I am watching the kettle boil as I ponder all this. And when it whistles and turns off, I am reminded another three or four minutes of non-productive time has been cut off my life.

Do the math – four cups of Darjeeling a day, every day for a year. If I started boiling the kettle, as a serious tea drinker, aged 20, that’s nearly another seven months off my life….with nothing to show. Frittered on a trifle. Plus the time spent at red traffic lights.

Perhaps I should research constructive, productive, uplifting, rewarding activities waiting for a kettle to boil. For example – maybe I could pack my whole daily exercise routine into that four minutes. And now I’ve got Iron Maiden’s song ‘Wasted Years’ crashing round in my head.

“Now understand, Don’t waste your time always searching for those wasted years.”

I find Iron Maiden loud aggressive and mangled even when I’m just scribbling down their lyrics.

“Face up, make your stand….”

Realise you’re living in the golden years, hey!”

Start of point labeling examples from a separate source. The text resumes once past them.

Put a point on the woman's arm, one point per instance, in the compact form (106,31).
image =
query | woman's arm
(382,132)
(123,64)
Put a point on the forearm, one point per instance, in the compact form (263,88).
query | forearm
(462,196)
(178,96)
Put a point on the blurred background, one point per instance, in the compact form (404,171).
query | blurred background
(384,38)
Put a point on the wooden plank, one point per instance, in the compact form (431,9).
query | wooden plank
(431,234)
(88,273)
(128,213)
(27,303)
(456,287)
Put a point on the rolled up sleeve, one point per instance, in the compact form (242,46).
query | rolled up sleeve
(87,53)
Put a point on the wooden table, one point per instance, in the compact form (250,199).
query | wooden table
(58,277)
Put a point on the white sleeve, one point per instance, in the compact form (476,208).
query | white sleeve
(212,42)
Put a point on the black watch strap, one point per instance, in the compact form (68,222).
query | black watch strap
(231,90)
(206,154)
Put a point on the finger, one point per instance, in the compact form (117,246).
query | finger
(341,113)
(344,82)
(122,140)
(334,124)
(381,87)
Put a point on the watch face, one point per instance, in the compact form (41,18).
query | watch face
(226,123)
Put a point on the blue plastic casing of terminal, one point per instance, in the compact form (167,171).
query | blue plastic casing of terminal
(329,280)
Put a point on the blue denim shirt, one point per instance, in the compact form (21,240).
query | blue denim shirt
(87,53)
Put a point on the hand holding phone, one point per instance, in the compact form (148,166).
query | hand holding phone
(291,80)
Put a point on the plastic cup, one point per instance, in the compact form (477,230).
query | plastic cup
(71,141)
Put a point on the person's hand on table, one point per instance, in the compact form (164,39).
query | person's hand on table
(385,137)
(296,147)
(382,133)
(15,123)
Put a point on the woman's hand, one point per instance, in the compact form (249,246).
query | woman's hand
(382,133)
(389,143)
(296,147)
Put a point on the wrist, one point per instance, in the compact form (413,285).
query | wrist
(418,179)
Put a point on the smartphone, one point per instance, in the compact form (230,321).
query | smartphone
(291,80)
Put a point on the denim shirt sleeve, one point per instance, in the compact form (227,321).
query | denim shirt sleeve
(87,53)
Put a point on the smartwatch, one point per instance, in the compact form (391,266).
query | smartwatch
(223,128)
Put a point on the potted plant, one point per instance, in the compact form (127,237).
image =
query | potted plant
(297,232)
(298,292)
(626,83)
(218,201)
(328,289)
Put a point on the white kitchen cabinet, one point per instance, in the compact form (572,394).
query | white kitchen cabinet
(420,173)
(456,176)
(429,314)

Hey yeah! Makes me wonder who else is fleecing me of my golden years? For one... the very person who swore the Hippocratic

Oath to uphold specific ethical standards to promote my longevity. The doctor – at $50$60 a consultation on how to best preserve or extend what time I have left. But I gobble up 30 to 40 minutes of it in the waiting room. That’s 2.6 hours a year of my life if I make four appointments. I could have seen a couple of movies, re-arranged my socks draw, taken a pumice to the callouses on my feet. Endless excitement and joy. But no – I was waiting and wasting.

Chop Suey

The Chinese say: “Enjoy yourself. It’s later than you think”. Then in the same breath, the lovely lady at my favourite takeout – she does a sublime chop suey with a fistful of cashews – always says in her delightful way: “Ready 15”. Everyone has to “wait 15” regardless of what they order and how busy they are. No-one’s time is any more important than anyone else’s. I love that. I ‘chop suey’ once a week…so each year I commit $884 and 13 hours of what’s left of my life waiting on chop suey. So, I read the menu board, again, and watch other people read the menu board. Why? They have already ordered. It’s sucking up our lives.

Nailed it

Psychiatrist Elisabeth Kuble-Ross – she’s studied near-death, which at 72, puts me right in her study demographic. Elisabeth nailed it. “It’s only when we truly understand we have a limited time on earth, and have no way of knowing when our time is up, that we will begin to live each day to its fullest, as if it were the only one we had.”

There are no credits for waiting at red lights or watching the kettle boil. And it’s not that we have little time, but more that we waste a good deal of the time we do have. Or someone else does.